Keep track of your plugins, apps and widgets. All 3rd party scripts can hamper your speeds immensely. What theme you’re using can also matter because heavier ones can be draining. The number of redirects it takes to get to the webpage can also mess with your page speed optimisation. You can also speed things up by using HTTP/2, prefetching, preconnecting, and preloading elements.

Page Speed Optimisation Tools

Searcher Intent

When it comes to tools, the ones Google provides are always a great starting point. This includes Chrome’s own user experience report and Google Lighthouse (which we covered in a previous article). While the Chrome Report is only useful for large websites, Lighthouse can run an audit on pretty much anything. Since both tools are from Google, they can provide just the data you need.

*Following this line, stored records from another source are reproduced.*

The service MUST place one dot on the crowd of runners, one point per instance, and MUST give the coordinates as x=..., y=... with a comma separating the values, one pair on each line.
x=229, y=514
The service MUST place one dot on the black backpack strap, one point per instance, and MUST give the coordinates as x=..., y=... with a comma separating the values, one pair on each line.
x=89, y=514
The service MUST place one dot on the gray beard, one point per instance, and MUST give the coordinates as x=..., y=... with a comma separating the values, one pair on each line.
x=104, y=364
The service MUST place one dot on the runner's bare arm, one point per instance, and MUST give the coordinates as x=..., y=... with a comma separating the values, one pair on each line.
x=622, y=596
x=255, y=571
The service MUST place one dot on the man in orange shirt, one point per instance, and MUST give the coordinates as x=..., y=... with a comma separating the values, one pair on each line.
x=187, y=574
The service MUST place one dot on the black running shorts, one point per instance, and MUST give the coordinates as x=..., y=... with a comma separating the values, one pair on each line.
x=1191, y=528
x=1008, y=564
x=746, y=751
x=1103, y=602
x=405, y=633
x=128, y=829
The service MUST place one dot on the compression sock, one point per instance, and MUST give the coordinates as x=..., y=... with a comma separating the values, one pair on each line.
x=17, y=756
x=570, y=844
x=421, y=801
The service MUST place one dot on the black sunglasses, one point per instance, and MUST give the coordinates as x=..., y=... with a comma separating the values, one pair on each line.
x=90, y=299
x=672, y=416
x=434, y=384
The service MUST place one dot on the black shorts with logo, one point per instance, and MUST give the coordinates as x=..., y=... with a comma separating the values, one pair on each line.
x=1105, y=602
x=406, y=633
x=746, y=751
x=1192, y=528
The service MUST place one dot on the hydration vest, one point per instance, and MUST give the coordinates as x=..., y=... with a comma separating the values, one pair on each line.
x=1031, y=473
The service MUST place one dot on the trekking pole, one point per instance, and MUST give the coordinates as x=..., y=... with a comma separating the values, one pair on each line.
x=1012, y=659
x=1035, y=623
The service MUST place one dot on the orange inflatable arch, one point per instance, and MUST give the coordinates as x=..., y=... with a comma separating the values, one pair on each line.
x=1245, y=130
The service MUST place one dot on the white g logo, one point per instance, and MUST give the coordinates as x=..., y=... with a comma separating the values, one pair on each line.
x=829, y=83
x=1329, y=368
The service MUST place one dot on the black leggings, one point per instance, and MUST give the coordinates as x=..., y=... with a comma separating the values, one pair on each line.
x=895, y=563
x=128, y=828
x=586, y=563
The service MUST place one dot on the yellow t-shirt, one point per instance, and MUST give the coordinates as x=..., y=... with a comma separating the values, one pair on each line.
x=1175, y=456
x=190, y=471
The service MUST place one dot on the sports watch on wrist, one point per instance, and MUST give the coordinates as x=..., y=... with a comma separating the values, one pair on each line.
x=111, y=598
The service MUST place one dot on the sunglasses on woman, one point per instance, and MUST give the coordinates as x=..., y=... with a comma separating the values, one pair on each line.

Furthermore, Lighthouse also gives users feedback on what they can improve, similar to another tool: Page Speed Insights.

There are also non-Google alternatives like Pingdom and GTmetrix which can be useful in their own right. Similarly, tools are available on testmysite.thinkwithgoogle.com

Speed Metrics

First contentful paint is when the first bit of content appears. Ordinarily, this will be part of the search bar, where the name appears during loading.  Next, is the First meaningful paint, which is when primary content first becomes visible. According to Google (who coined the term): “Let’s say you’ve got an e-commerce page and there’s an image that is critical to the page, then first meaningful paint requires that image to be visible”. This time can be crucial, as it gives the user some content to look at before they can interact with everything. If the loading at this part is slow, most users turn away and go to another page.

Following these 2 is the Time to interactive, which is when it’s visually usable and the user can properly interact with the page. Finally, there’s the point at which the page has the DOM content loaded. This refers to when the HTML is completely locked and loaded.